Is 8MB in a variable from a txt file is possible?

Hi everyone, I would like to make a script to run once a week that updates address list on Mikrotik.
coming from this topic:

http://forum.mikrotik.com/t/max-size-of-variables-still-at-4096-anwser-is-no/168007/6

I found a very useful script for creating variables.
I’m trying to import a file.txt of 8 MB, only it cuts the list to more or less 3 MB.
Was I wrong or is it not possible?

Thank you.

my script is:

:global thefile ""
{
    :local url        http://public-dns.info/nameservers-all.txt ;
    :local filesize   ([/tool fetch url=$url as-value output=none]->"downloaded")
    :local maxsize    64512 ; # is the maximum supported readable size of a block from a file
    :local start      0
    :local end        ($maxsize - 1)
    :local partnumber ($filesize / ($maxsize / 1024))
    :local reminder   ($filesize % ($maxsize / 1024))
    :if ($reminder > 0) do={ :set partnumber ($partnumber + 1) }
    :for x from=1 to=$partnumber step=1 do={
         :set thefile ($thefile . ([/tool fetch url=$url http-header-field="Range: bytes=$start-$end" as-value output=user]->"data"))
         :set start   ($start + $maxsize)
         :set end     ($end   + $maxsize)
    }
}

#:log info "debug_thefile=$thefile"
#/file remove [find where name="check.txt"];
#:execute ":put \$thefile" file=check.txt;

:global content value=$thefile;
:local contentLen value=[:len $content];
:local lineEnd value=0;
:local line value="";
:local lastEnd value=0;
:local addressListName;
:set addressListName "DNS-DOH";

:if ($thefile != null) do={
  :log info "There are some New DNS"
  /ip firewall address-list remove [/ip firewall address-list find list=$addressListName]
  :do {
      :set lineEnd [:find $content "\n" $lastEnd ] ;
      :set line [:pick $content $lastEnd $lineEnd] ;
      :set lastEnd ( $lineEnd + 1 ) ;
      :local entry [:pick $line 0 $lineEnd ]
      :if ($entry~"^[0-9]{1,3}\\.[0-9]{1,3}\\.[0-9]{1,3}\\.[0-9]{1,3}") do={
            :if ( [:len $entry ] > 0 ) do={
#:log info "debug_entry=$entry"
                /ip firewall address-list add list=$addressListName address=$entry;
            }
      } 
    } while=($lineEnd < $contentLen);
  } else={
  :log info "There no DNS in list"
}

From ROS version 7.13 there is /file/read command (currently undocumented) which you can use to read file chunked with arguments chunk-size and offset. First, fetch command will need to download whole file on to FS and not be used to return response data as value to variable.
This can be useful for parsing text by some delimiter, to read file chunked and hold characters buffer variable until delimiter is reached (assuming that text between delimiters will not reach variable size limit). In your case it can be done since new line is delimiter and lines are not long, but this read feature it still not enough for parsing large meta data files like json (depends on structure, some can be parsed like large arrays of smaller items).
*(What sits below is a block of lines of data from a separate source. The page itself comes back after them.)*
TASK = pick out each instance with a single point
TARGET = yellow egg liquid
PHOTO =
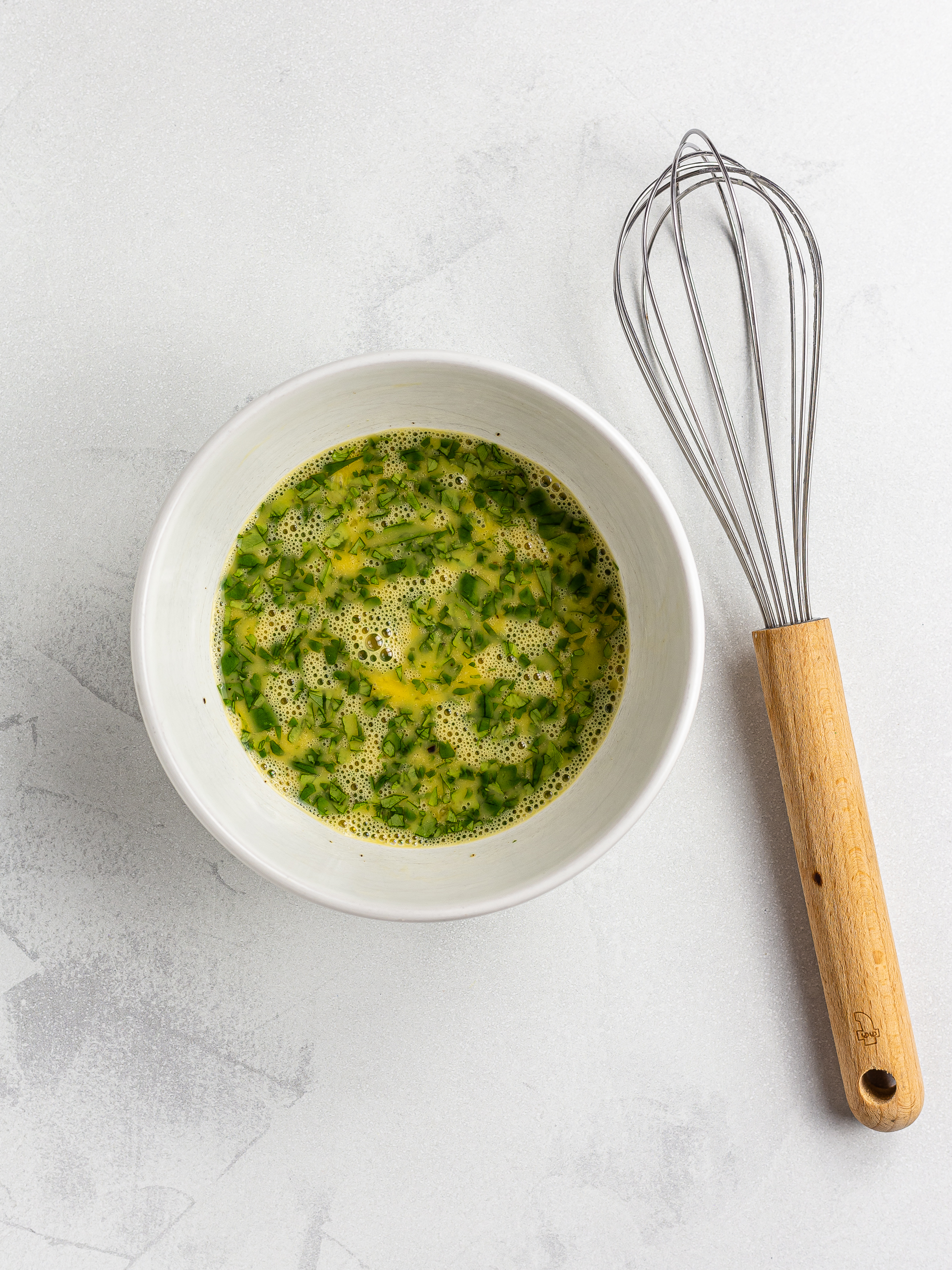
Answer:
(420, 638)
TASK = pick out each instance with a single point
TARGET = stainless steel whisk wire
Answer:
(783, 600)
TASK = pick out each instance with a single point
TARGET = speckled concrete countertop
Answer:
(198, 1070)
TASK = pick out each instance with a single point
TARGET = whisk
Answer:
(767, 526)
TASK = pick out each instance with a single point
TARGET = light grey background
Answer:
(636, 1071)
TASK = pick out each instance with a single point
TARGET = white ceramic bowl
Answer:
(184, 558)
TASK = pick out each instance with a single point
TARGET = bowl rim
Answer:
(516, 894)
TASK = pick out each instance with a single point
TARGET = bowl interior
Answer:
(186, 556)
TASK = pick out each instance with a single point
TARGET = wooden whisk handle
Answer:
(842, 886)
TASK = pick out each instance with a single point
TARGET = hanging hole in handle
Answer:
(879, 1085)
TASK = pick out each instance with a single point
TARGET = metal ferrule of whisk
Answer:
(774, 559)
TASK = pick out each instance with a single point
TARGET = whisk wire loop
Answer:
(780, 583)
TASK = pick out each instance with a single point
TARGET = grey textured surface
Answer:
(636, 1071)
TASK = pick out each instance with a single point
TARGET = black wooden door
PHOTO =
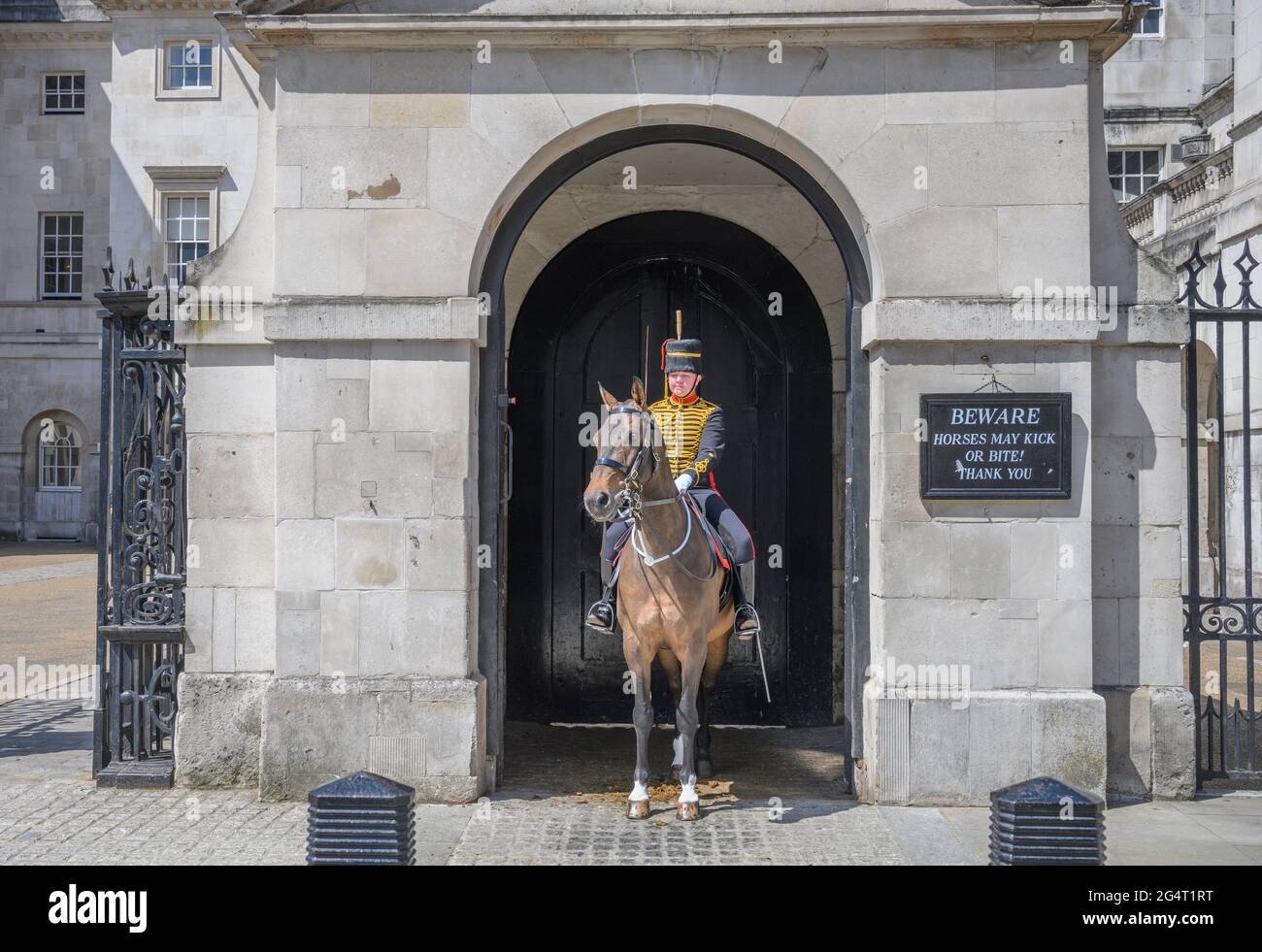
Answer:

On 7.13.5 do not work, it display it only on terminal, not create any variable or is of any use…

But if on future is fixed, like adding as-value or similar…
:global readfile do={
:local url $1
:local thefile “”
:local filesize [/file get $1 size]
:local maxsize 32768 ; # is the actual maximum supported readable size of a block from a file
:local start 0
:local end ($maxsize - 1)
:local partnumber ($filesize / ($maxsize / 1024))
:local reminder ($filesize % ($maxsize / 1024))
:if ($reminder > 0) do={ :set partnumber ($partnumber + 1) }
:for x from=1 to=$partnumber step=1 do={
:set thefile ($thefile . [/file read file=$1 chunk-size=$maxsize offset=$start as-value])
:set start ($start + $maxsize)
:set end ($end + $maxsize)
}
:return $thefile
}

:local test [$readfile test.txt]

I didn’t tested it, strange it is not initially implemented to return value as default, there is no much practical use without value. Btw., regarding your function, are you sure this will work on large files and $thefile will not reach variable size limit or maybe device memory limit, since it appends to it bytes from all chunks? I think for parsing purposes bytes buffer variable will need to hold only bytes between delimiters (new line in this case) not all file bytes to avoid memory limits and adding parsed IP into address list should be performed inside chunk iteration when delimiter is reached.

Edit:
@Kataius idk. why I this didn’t come to my mind initially, since web server supports chunked download, but this is for ROS 7.14 only (read below why):
You can append to bytes buffer fetched chunk bytes and parse buffer by new line delimiter and also match to IP address as validation (you already have that in script) and add that IP into address list, then remove parsed bytes from buffer - this is to avoid buffer var. size limit when bytes are appended in another iteration (lines are not that long), this all needs to be performed inside fetch chunk loop. First you will need to perform HTTP HEAD method request on URL and read “content-length” header to get full size in bytes which you need to calculate number of chunks, but unfortunately HTTP HEAD method for fetch is available from ROS 7.14 so you will need to run that ROS version if you want to achieve this.
Tip: To properly handle possible fetch connection/server errors while populating address list in chunks loop, better use temporary list and when fetch performed successfully for all chunks then remove all items from actually used address list and items in temp address list put into actual address list. If something failed during chunked fetch just remove temp address list for cleanup and finish operation.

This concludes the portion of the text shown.